From: david on
Hi,

Can anyone point me to a reference or discuss the best way to store a
vector of 120 to 480 numbers in the database? Rows seem to be out
since we would quickly top the billion row mark. A table with 480
columns is too unnormalized. A single varchar(max) column? This
seems the best answer for now unless there is a more efficiant way of
storing it.

Thanks for any help or opinions,

David
From: --CELKO-- on
I think of a vector as a particular kind of mathematical structure and
you seem to be talking about a list of some kind. Vectors have a fixed
number of dimensions, etc. Here is a guess:

CREATE TABLE Vectors
(vector_id CHAR(3) NOT NULL, --whatever
dim_nbr INTEGER NOT NULL,
CHECK (dim_nbr BETWEEN 1 AND 480),
PRIMARY KEY (vector_id, dim_nbr),
dim_val INTEGER NOT NULL);

Do you need to enforce the lower limit of 120 or not?
From: Erland Sommarskog on
david (daveg.1(a)comcast.net) writes:
> Can anyone point me to a reference or discuss the best way to store a
> vector of 120 to 480 numbers in the database? Rows seem to be out
> since we would quickly top the billion row mark. A table with 480
> columns is too unnormalized. A single varchar(max) column? This
> seems the best answer for now unless there is a more efficiant way of
> storing it.

It depends on what you want to do with the data.

There is no issue per se if you get a billion rows in a table. The table
wouldn't be that much bigger than if you instead have a 480-colunm table,
and the total size is the biggest concern. (The table would be bigger
with many narrow rows, though, since there is a certain overhead per row.)

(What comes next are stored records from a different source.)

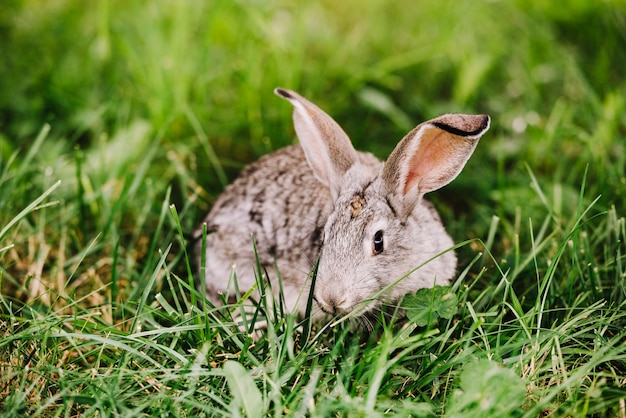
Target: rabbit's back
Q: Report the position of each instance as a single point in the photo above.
(279, 202)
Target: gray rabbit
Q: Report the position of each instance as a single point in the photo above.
(365, 220)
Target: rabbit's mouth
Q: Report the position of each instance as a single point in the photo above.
(343, 306)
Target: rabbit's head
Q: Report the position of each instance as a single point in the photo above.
(381, 240)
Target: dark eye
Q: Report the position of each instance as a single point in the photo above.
(378, 245)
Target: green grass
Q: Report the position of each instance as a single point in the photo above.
(120, 122)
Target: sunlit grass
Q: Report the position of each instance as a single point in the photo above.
(120, 122)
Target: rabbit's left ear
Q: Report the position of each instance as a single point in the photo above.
(432, 155)
(327, 148)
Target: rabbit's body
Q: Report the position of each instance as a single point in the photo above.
(366, 221)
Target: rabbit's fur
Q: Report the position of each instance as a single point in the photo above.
(365, 220)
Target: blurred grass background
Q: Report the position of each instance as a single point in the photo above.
(134, 105)
(184, 90)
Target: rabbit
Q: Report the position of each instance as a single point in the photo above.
(364, 222)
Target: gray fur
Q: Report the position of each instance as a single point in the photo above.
(324, 199)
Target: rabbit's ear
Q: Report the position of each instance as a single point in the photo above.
(432, 155)
(327, 148)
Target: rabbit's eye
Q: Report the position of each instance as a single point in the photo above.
(378, 245)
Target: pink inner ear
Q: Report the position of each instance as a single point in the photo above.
(432, 164)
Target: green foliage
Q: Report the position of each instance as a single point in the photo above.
(120, 121)
(488, 390)
(426, 306)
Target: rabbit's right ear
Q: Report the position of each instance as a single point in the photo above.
(431, 156)
(327, 148)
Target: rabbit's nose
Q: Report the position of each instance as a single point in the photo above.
(333, 303)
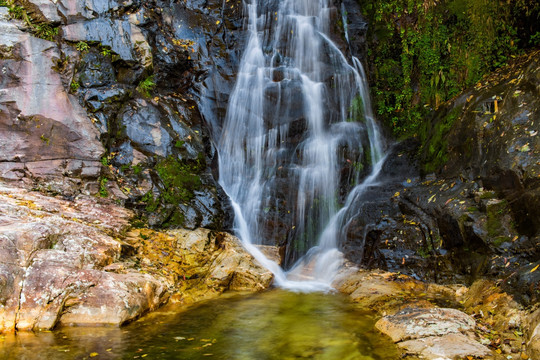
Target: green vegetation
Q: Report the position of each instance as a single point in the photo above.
(434, 148)
(146, 85)
(424, 52)
(105, 51)
(41, 30)
(46, 31)
(45, 139)
(103, 192)
(82, 46)
(75, 85)
(179, 180)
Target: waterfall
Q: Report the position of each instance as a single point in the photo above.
(298, 128)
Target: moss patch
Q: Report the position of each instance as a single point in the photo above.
(435, 145)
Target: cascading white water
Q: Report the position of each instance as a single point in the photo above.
(292, 76)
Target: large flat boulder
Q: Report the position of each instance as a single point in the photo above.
(69, 262)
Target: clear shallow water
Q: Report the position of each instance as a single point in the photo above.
(273, 325)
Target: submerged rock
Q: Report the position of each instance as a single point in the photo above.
(414, 323)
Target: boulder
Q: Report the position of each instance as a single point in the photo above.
(411, 323)
(68, 262)
(451, 346)
(434, 333)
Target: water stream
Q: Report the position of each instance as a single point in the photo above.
(299, 128)
(272, 325)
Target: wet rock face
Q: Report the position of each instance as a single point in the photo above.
(114, 100)
(45, 132)
(477, 216)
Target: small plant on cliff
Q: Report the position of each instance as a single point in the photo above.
(82, 46)
(45, 139)
(146, 85)
(103, 192)
(46, 31)
(105, 51)
(75, 85)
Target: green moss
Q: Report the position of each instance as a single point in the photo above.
(46, 31)
(75, 85)
(179, 180)
(137, 169)
(103, 192)
(146, 86)
(434, 144)
(488, 195)
(82, 46)
(46, 140)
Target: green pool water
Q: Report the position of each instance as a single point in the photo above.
(271, 325)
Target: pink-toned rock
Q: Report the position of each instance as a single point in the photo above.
(69, 262)
(53, 255)
(45, 134)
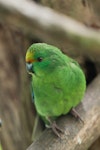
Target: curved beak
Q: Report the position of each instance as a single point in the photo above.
(29, 67)
(29, 61)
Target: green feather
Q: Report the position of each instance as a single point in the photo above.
(58, 81)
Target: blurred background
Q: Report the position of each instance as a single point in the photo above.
(17, 33)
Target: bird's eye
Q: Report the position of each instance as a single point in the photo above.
(39, 59)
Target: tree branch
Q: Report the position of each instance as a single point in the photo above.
(80, 136)
(51, 26)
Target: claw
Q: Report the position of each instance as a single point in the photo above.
(56, 129)
(76, 114)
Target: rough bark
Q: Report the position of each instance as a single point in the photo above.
(15, 132)
(78, 136)
(51, 27)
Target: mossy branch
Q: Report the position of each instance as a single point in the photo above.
(50, 26)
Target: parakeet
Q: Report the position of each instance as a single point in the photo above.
(58, 82)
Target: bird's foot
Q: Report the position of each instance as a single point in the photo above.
(56, 129)
(76, 114)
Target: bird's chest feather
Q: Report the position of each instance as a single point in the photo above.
(48, 97)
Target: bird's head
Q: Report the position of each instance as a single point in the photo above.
(42, 58)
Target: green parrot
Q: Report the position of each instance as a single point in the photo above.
(58, 82)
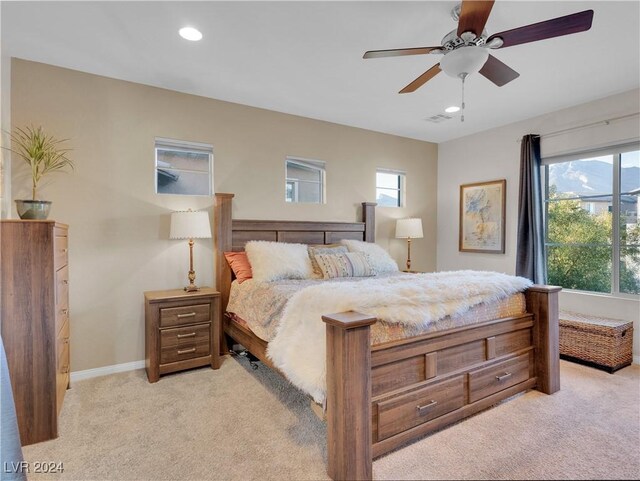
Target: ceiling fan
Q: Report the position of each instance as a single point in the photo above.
(466, 49)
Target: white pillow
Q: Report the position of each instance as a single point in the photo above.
(380, 259)
(271, 261)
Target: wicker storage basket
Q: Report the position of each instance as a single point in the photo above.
(596, 341)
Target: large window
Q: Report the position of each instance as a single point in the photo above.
(305, 181)
(183, 167)
(592, 230)
(390, 188)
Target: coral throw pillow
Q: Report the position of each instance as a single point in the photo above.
(240, 265)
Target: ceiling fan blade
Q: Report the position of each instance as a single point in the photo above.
(397, 52)
(423, 79)
(473, 16)
(556, 27)
(498, 72)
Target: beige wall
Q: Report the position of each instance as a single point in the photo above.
(495, 154)
(119, 226)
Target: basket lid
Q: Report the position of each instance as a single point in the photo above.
(593, 323)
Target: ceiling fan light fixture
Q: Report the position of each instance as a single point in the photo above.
(464, 61)
(190, 33)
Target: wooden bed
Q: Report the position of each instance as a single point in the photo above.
(381, 397)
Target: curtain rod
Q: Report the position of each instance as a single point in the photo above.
(592, 124)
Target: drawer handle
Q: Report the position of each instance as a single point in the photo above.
(182, 336)
(187, 351)
(424, 409)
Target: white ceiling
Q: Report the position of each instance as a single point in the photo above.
(305, 58)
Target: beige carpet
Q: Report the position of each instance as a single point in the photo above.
(236, 423)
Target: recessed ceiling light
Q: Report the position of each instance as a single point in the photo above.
(190, 33)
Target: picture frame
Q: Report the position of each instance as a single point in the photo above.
(482, 217)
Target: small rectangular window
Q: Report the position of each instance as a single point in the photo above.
(390, 188)
(183, 168)
(305, 181)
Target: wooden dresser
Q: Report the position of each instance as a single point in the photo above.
(182, 330)
(34, 312)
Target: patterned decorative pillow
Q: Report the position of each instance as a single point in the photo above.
(271, 261)
(239, 264)
(349, 264)
(324, 249)
(380, 259)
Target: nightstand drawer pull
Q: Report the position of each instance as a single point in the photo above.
(424, 409)
(182, 336)
(187, 351)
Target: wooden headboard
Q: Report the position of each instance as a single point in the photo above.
(232, 234)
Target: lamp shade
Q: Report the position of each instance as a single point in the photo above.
(409, 228)
(190, 225)
(464, 61)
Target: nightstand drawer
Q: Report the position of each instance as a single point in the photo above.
(184, 343)
(490, 380)
(177, 316)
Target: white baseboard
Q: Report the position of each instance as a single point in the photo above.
(103, 371)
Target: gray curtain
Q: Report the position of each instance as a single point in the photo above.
(530, 253)
(10, 450)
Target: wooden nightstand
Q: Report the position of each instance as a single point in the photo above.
(181, 330)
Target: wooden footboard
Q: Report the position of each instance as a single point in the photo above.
(383, 397)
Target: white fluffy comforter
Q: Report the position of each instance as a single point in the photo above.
(299, 346)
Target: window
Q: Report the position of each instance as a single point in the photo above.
(305, 181)
(592, 231)
(390, 188)
(183, 167)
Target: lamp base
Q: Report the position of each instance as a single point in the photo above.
(192, 277)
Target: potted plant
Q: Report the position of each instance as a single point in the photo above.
(44, 155)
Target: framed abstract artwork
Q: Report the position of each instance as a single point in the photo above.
(482, 214)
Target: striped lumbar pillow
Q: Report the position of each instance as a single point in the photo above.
(348, 264)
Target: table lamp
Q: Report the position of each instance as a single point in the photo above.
(409, 229)
(190, 225)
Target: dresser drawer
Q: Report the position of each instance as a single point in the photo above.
(184, 343)
(62, 364)
(62, 288)
(490, 380)
(177, 316)
(62, 342)
(409, 410)
(60, 249)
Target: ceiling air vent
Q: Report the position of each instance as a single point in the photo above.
(436, 119)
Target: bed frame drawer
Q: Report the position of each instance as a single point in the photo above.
(490, 380)
(177, 316)
(184, 343)
(406, 411)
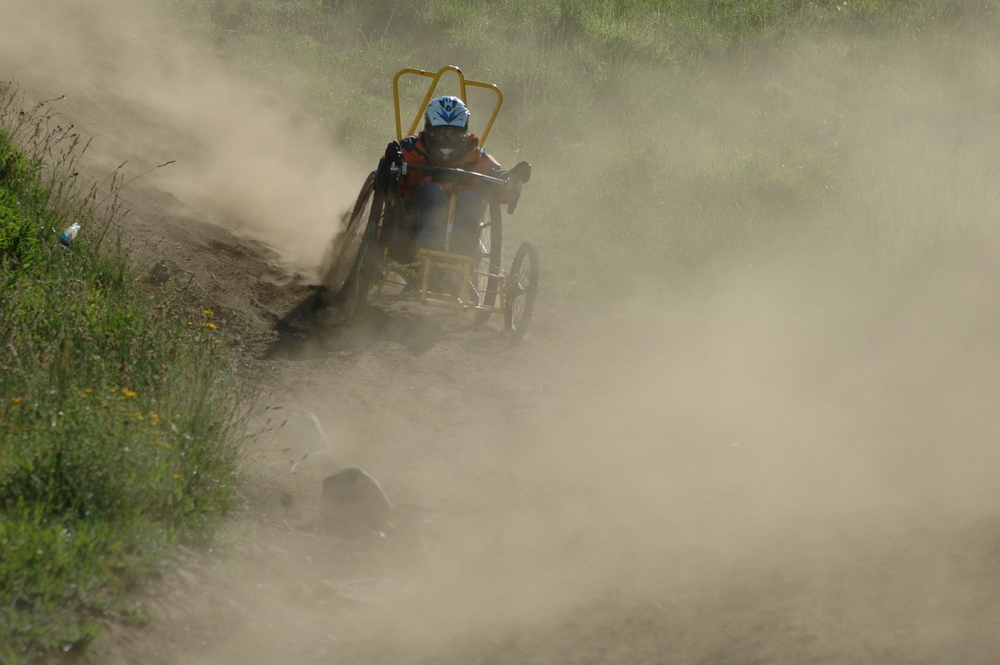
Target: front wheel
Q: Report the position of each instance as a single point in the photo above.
(487, 261)
(357, 258)
(522, 288)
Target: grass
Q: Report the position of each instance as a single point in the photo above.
(119, 406)
(673, 135)
(672, 141)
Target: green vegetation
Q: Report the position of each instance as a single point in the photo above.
(676, 135)
(118, 406)
(673, 139)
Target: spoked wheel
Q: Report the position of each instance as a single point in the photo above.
(354, 262)
(487, 264)
(522, 288)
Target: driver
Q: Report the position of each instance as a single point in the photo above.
(444, 141)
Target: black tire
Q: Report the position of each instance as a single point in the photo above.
(488, 257)
(362, 232)
(522, 288)
(339, 263)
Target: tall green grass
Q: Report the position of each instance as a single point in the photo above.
(120, 404)
(675, 136)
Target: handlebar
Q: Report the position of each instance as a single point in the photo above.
(515, 177)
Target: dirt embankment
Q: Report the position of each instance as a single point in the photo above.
(769, 470)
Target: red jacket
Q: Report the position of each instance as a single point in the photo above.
(416, 153)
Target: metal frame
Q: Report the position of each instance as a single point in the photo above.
(435, 78)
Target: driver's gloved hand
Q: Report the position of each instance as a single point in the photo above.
(394, 152)
(383, 176)
(493, 188)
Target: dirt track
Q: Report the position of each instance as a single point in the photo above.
(761, 471)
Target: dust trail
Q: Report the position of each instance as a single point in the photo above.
(243, 156)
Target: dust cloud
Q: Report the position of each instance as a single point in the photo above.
(242, 155)
(787, 463)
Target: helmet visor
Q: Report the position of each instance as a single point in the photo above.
(445, 139)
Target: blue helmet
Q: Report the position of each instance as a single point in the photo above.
(446, 124)
(450, 111)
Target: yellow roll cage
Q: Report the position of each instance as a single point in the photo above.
(435, 78)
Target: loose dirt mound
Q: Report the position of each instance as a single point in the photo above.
(769, 470)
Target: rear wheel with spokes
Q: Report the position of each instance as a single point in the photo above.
(522, 289)
(486, 277)
(354, 263)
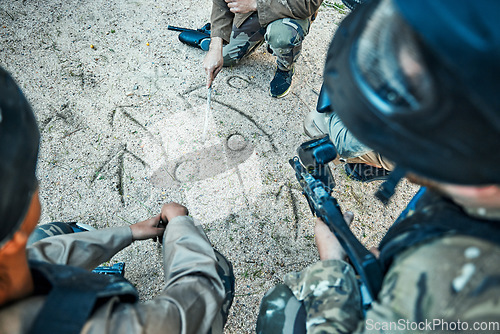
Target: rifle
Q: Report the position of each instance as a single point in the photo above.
(317, 182)
(116, 269)
(199, 38)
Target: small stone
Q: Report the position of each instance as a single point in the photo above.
(236, 142)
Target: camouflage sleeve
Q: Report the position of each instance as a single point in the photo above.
(85, 249)
(442, 286)
(221, 20)
(330, 294)
(270, 11)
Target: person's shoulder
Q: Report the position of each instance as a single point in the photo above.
(452, 276)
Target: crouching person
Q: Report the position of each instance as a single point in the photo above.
(47, 287)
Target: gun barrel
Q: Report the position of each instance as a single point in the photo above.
(174, 28)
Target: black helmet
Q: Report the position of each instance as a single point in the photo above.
(419, 82)
(19, 139)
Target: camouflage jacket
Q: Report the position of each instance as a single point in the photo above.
(444, 285)
(191, 298)
(268, 10)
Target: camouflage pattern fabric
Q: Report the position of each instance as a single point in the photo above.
(330, 293)
(446, 285)
(284, 37)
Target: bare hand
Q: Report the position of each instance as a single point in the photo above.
(327, 243)
(147, 229)
(213, 60)
(242, 6)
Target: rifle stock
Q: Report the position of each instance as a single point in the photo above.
(326, 207)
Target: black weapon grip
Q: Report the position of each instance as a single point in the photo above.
(326, 207)
(363, 261)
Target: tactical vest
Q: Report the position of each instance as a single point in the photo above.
(431, 216)
(73, 294)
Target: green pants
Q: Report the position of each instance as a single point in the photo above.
(284, 37)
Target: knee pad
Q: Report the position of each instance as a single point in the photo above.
(284, 34)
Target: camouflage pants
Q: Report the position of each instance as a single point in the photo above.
(351, 149)
(284, 37)
(281, 313)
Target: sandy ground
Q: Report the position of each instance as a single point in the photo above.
(121, 127)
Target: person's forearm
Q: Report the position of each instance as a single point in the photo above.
(221, 20)
(84, 249)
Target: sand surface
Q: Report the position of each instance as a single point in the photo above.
(122, 123)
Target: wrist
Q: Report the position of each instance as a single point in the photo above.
(216, 44)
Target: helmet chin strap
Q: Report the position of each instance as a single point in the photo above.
(386, 190)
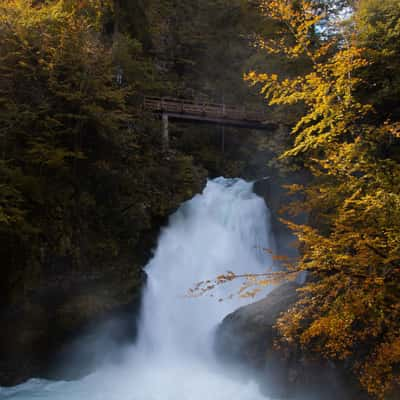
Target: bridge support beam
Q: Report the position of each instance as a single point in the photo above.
(165, 133)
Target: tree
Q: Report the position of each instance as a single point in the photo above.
(349, 307)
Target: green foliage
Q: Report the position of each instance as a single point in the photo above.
(349, 307)
(82, 172)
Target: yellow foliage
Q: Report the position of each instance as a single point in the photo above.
(349, 309)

The key is: do you have any need to access the individual points in the
vector from SQL? If you do, you should store them as rows, or else it
will be very painful.

But if all manipulation of the details of the vector will happen outside
SQL Server, there can indeed be reason for a more compact format. In
that case, I would use varbinary(MAX). An alternative that would permit
some access to indvidual points in the vector is to implement a user-
defined data type in the CLR. Assume that the points are floats, this
would only be an option if you are on SQL 2008, since UDTs are limited
to 8000 bytes on SQL 2005.

--
Erland Sommarskog, SQL Server MVP, esquel(a)sommarskog.se

Links for SQL Server Books Online:
SQL 2008: http://msdn.microsoft.com/en-us/sqlserver/cc514207.aspx
SQL 2005: http://msdn.microsoft.com/en-us/sqlserver/bb895970.aspx
SQL 2000: http://www.microsoft.com/sql/prodinfo/previousversions/books.mspx

From: david on
On Jul 8, 6:50 pm, --CELKO-- <jcelko...(a)earthlink.net> wrote:
> I think of a vector as a particular kind of mathematical structure and
> you seem to be talking about a list of some kind. Vectors have a fixed
> number of dimensions, etc. Here is a guess:
>
> CREATE TABLE Vectors
> (vector_id CHAR(3) NOT NULL, --whatever
>  dim_nbr INTEGER NOT NULL,
>    CHECK (dim_nbr BETWEEN 1 AND 480),
>  PRIMARY KEY (vector_id, dim_nbr),
>  dim_val INTEGER NOT NULL);
>
> Do you need to enforce the lower limit of 120 or not?

Joe,

Thank you for your response.

The vectors I was referring to had to do with the length in months of
loans, from 10 to 40 years hence 120 to 480 numbers to be used as
adjustments.

I spoke with the senior developer today and he had already solved the
problem and tested the speed of the solution (as rows). He was going
to submit it today for review and upgrade to QA. My fault for not
checking the need after the junior guy asked for help.

Thanks again.

David
From: david on
Erland,

Thank you for your response.

The vectors I was referring to had to do with the length in months of
loans, from 10 to 40 years hence 120 to 480 numbers to be used as
adjustments.

I spoke with the senior developer today and he had already solved the
problem and tested the speed of the solution (as rows). He was going
to submit it today for review and upgrade to QA. My fault for not
checking with him after the junior guy asked for help.

Thanks again.

David